Considering that web traffic is proxied to the primary, the behavior of the secondary sites differs when the primary
site is inaccessible:

- UI and API traffic return the same errors as the primary (or fail if the primary is not accessible at all), since they are proxied.
- For repositories that already exist on the specific secondary site being accessed, Git read operations still work as expected,
  including authentication through HTTP(s) or SSH.
- Git operations for repositories that are not replicated to the secondary site return the same errors
  as the primary site, since they are proxied.
- All Git write operations return the same errors as the primary site, since they are proxied.

## Features accelerated by secondary Geo sites

Most HTTP traffic sent to a secondary Geo site can be proxied to the primary Geo site. With this architecture,
secondary Geo sites are able to support write requests. Certain **read** requests are handled locally by secondary
sites for improved latency and bandwidth nearby. All write requests are proxied to the primary site.

The following table details the components currently tested through the Geo secondary site Workhorse proxy.
It does not cover all data types, more will be added in the future as they are tested.

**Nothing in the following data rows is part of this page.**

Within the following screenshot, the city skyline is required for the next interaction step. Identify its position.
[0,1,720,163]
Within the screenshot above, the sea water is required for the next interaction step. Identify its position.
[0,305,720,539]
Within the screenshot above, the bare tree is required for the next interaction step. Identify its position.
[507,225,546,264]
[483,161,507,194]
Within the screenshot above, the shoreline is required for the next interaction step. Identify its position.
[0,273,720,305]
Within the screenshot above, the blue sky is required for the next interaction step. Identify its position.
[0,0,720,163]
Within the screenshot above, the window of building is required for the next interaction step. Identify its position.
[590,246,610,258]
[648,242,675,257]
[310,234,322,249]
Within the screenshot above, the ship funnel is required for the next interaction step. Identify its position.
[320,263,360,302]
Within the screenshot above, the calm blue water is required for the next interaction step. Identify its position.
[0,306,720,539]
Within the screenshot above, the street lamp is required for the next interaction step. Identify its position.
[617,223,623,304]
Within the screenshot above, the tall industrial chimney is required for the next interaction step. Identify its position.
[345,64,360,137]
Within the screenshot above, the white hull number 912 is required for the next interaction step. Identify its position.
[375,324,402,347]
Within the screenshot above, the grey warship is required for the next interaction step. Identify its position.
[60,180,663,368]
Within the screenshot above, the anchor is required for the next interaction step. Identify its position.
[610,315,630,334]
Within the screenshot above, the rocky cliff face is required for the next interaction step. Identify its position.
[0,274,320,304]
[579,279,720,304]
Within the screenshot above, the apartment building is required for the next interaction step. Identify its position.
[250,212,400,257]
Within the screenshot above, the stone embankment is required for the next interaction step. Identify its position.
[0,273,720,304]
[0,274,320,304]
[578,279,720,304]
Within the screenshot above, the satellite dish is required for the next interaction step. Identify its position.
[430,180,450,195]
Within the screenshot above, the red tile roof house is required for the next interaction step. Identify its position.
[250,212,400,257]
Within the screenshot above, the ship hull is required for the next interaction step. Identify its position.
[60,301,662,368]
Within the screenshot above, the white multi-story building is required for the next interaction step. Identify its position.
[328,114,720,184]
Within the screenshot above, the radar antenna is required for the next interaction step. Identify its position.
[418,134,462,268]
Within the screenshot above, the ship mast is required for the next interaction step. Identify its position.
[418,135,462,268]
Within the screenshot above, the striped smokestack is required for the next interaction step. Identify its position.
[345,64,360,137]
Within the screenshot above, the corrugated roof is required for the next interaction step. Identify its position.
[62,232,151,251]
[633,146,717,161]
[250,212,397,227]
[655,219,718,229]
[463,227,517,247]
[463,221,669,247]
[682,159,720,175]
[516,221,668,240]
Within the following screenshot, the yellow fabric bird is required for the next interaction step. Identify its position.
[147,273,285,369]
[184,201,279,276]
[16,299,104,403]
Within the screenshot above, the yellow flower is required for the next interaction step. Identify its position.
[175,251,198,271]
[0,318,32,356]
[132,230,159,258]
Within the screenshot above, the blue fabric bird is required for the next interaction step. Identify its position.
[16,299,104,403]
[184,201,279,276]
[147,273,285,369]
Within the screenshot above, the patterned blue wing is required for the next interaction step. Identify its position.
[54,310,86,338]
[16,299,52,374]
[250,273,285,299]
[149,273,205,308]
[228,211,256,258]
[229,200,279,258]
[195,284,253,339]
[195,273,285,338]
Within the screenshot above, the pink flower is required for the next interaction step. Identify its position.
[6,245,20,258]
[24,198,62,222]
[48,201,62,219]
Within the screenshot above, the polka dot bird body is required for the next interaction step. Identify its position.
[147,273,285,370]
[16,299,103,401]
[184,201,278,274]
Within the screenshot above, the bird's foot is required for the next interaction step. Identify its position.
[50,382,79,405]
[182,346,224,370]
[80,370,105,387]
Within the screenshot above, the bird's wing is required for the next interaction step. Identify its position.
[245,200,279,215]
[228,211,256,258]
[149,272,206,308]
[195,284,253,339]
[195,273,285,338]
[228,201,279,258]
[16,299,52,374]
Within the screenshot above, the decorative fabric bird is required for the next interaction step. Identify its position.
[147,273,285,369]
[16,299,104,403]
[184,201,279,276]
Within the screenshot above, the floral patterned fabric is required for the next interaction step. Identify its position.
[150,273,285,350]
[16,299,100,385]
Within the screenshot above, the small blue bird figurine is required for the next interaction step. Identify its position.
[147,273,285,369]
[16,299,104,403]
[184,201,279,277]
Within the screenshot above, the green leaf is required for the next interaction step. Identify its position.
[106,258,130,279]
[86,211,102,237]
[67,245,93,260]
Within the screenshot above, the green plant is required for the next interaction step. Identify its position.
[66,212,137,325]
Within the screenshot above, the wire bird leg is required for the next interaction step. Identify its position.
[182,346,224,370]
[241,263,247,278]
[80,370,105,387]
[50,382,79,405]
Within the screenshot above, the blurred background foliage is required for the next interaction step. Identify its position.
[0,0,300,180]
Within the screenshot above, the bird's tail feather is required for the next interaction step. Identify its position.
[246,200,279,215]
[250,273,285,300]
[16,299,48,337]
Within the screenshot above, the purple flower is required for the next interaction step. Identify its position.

| Feature / component                                 | Accelerated reads?     |
|:----------------------------------------------------|:-----------------------|
| Project, wiki, design repository (using the web UI) | **{dotted-circle}** No |
| Project, wiki repository (using Git)                | **{check-circle}** Yes <sup>1</sup> |
| Project, Personal Snippet (using the web UI)        | **{dotted-circle}** No |
| Project, Personal Snippet (using Git)               | **{check-circle}** Yes <sup>1</sup> |
| Group wiki repository (using the web UI)            | **{dotted-circle}** No |
| Group wiki repository (using Git)                   | **{check-circle}** Yes <sup>1</sup> |
| User uploads                                        | **{dotted-circle}** No |
| LFS objects (using the web UI)                      | **{dotted-circle}** No |
| LFS objects (using Git)                             | **{check-circle}** Yes |
| Pages                                               | **{dotted-circle}** No <sup>2</sup> |
| Advanced search (using the web UI)                  | **{dotted-circle}** No |

1. Git reads are served from the local secondary while pushes get proxied to the primary.
   Selective sync or cases where repositories don't exist locally on the Geo secondary throw a "not found" error.
1. Pages can use the same URL (without access control), but must be configured separately and are not proxied.